Second copies are not made retroactively, only new files and changed files get stored with two copies after you set copies=2.

You can do a:

pkg upgrade -f

after setting copies to "2". This is clunky and will still not get all files, but a good chunk of them.

sdf_iain

@Grimson:

@kpa:

Second copies are not made retroactively, only new files and changed files get stored with two copies after you set copies=2.

You can do a:

pkg upgrade -f

after setting copies to "2". This is clunky and will still not get all files, but a good chunk of them.

kevindd992002, that is the process.

I might be mistaken, but updating the file should cause ZFS to rewrite it.  The fastest/easiest way to update all of the files would be

find / -exec touch {} \;

On a fresh install, that should not take long at all.  And before first boot it won't really change any timestamps by much either.  The right answer would be to change the ZFS defaults, but I didn't go that far into the installer.

kevindd992002

Ok, thanks.

So which between the two commands is better to make two copies of everything:

pkg upgrade -f

or

find / -exec touch {} ;

?

stolid

@sdf_iain:

I might be mistaken, but updating the file should cause ZFS to rewrite it.  The fastest/easiest way to update all of the files would be

find / -exec touch {} \;

On a fresh install, that should not take long at all.  And before first boot it won't really change any timestamps by much either.  The right answer would be to change the ZFS defaults, but I didn't go that far into the installer.

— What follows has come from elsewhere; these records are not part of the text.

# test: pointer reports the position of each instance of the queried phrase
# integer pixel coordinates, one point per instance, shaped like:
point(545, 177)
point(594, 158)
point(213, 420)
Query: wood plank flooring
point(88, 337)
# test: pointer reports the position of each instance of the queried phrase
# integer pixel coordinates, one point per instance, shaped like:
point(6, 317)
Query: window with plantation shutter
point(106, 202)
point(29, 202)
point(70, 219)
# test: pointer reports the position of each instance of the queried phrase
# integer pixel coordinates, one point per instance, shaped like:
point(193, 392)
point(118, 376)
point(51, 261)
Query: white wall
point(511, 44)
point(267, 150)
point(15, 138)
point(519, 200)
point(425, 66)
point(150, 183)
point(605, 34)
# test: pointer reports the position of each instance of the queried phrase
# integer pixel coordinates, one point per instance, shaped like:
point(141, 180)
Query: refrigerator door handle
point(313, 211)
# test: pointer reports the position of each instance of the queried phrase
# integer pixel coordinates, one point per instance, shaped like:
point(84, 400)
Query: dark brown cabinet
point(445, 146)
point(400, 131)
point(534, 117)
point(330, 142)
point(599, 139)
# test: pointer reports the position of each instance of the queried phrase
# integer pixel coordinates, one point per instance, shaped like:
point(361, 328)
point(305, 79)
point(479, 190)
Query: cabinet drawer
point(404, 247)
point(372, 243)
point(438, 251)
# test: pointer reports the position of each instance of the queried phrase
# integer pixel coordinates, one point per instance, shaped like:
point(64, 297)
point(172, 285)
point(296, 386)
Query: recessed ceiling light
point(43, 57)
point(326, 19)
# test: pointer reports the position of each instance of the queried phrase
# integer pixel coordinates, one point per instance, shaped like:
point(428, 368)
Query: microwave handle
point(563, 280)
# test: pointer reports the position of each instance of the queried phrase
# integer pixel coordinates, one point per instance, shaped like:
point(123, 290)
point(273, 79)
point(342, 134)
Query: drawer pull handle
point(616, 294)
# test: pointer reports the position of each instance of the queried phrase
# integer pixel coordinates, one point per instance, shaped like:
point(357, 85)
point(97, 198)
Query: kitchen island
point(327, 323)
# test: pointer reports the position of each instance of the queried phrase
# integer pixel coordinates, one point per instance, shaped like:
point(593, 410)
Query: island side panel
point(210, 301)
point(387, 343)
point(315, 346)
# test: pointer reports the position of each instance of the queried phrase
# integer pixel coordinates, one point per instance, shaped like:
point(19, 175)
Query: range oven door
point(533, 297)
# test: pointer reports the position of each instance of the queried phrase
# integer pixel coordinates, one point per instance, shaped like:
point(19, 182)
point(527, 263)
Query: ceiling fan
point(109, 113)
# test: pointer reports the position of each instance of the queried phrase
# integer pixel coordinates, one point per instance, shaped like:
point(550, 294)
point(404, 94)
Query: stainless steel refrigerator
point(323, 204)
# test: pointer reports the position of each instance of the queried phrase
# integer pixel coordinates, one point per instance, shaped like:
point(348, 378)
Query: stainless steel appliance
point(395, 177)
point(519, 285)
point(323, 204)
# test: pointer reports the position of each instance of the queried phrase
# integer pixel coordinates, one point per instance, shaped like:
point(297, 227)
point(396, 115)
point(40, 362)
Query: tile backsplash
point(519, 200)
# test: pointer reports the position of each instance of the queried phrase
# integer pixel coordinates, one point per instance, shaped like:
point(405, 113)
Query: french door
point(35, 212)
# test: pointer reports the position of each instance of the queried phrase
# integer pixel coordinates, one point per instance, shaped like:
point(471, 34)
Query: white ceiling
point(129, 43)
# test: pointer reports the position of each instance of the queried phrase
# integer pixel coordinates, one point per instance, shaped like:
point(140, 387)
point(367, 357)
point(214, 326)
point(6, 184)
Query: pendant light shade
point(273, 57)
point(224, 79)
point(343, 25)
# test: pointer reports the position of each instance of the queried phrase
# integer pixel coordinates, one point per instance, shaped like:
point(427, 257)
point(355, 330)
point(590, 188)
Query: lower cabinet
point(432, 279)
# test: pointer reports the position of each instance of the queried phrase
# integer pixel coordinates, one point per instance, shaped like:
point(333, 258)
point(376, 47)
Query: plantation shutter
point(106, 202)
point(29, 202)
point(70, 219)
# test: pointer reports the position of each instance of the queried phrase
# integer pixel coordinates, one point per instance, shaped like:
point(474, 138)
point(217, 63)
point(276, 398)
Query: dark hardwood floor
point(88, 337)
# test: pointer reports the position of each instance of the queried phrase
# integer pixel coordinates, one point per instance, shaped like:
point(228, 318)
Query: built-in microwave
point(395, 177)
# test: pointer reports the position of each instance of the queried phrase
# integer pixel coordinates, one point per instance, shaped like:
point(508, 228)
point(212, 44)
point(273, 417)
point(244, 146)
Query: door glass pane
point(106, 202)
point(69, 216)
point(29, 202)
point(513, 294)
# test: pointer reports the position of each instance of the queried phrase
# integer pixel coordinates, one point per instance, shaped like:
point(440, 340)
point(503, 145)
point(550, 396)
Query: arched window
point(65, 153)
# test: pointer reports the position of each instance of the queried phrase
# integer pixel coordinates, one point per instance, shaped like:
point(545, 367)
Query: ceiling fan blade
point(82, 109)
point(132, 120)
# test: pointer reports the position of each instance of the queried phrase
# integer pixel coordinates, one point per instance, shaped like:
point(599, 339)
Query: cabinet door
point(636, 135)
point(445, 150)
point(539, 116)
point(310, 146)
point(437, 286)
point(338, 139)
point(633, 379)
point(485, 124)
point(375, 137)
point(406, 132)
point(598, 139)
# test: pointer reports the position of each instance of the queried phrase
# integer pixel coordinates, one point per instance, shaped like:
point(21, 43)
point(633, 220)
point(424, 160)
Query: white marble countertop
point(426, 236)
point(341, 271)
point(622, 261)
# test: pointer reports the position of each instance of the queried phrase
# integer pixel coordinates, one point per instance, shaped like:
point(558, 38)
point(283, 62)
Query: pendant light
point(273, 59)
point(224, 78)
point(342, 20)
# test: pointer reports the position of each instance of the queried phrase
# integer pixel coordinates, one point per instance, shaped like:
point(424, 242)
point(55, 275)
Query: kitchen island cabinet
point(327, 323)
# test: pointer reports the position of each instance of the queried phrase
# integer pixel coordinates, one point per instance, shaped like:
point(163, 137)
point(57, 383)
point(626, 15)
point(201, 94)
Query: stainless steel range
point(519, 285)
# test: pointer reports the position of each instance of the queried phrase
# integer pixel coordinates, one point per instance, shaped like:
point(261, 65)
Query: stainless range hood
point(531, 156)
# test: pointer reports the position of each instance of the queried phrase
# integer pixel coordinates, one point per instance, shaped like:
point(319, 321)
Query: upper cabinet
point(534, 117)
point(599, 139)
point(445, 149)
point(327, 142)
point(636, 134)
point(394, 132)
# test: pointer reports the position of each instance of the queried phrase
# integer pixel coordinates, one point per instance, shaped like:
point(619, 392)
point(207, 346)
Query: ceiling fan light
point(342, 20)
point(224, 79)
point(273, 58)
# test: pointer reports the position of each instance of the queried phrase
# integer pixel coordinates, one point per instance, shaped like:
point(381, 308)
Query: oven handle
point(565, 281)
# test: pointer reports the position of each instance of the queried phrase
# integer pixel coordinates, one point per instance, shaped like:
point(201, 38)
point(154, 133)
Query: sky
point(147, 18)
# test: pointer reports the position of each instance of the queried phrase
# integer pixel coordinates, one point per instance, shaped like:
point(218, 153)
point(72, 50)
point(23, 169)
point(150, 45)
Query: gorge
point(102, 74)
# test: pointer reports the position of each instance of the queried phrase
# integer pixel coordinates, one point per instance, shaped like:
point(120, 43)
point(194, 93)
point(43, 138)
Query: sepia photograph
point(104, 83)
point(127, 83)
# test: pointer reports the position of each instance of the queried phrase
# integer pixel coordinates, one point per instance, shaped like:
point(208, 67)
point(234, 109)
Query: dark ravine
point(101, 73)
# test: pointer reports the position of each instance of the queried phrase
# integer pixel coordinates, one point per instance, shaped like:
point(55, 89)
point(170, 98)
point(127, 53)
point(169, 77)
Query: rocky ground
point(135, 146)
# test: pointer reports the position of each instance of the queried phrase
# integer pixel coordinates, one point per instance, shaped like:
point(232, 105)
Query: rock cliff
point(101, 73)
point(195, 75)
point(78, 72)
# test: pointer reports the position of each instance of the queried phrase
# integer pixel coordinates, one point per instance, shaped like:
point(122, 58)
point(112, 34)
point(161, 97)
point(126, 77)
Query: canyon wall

This won't really work. ZFS's ditto feature is filesystem block-based, so if you touch files, you'll just be updating some file metadata, not the file itself. You'd have to fully re-write (or copy and replace) each file on the system to get the ditto copies to be retroactively created all around.

Honestly, I think a mirror pool way less hassle and of course more effective.

I haven't tried ZFS on pfsense, so I can't speak specifically, but in general you have a couple options to apply copies=n to existing files for a ZFS pool (these same kinds of hacks would be needed if say you want to compress or dedup existing files after enabling those respective features [by the way, I wouldn't recommend dedup at all]:

• Force all your files to rewrite fully (i.e. copy them somewhere and replace the originals)

• Snapshot a pool dataset (assuming you didn't store files in the pool root which you shouldn't as the root of a pool can't be snapshotted), zfs send it somewhere (to the same pool, different dataset), then swap out the datasets if possible (maybe literally rename them, or just swap their mount points, then destroy the unneeded original dataset)

kpa

Just wait for the next update to your pfSense system, the update will rewrite almost all of the base system files and then you can do the 'pkg upgrade -f' trick to reinstall the rest.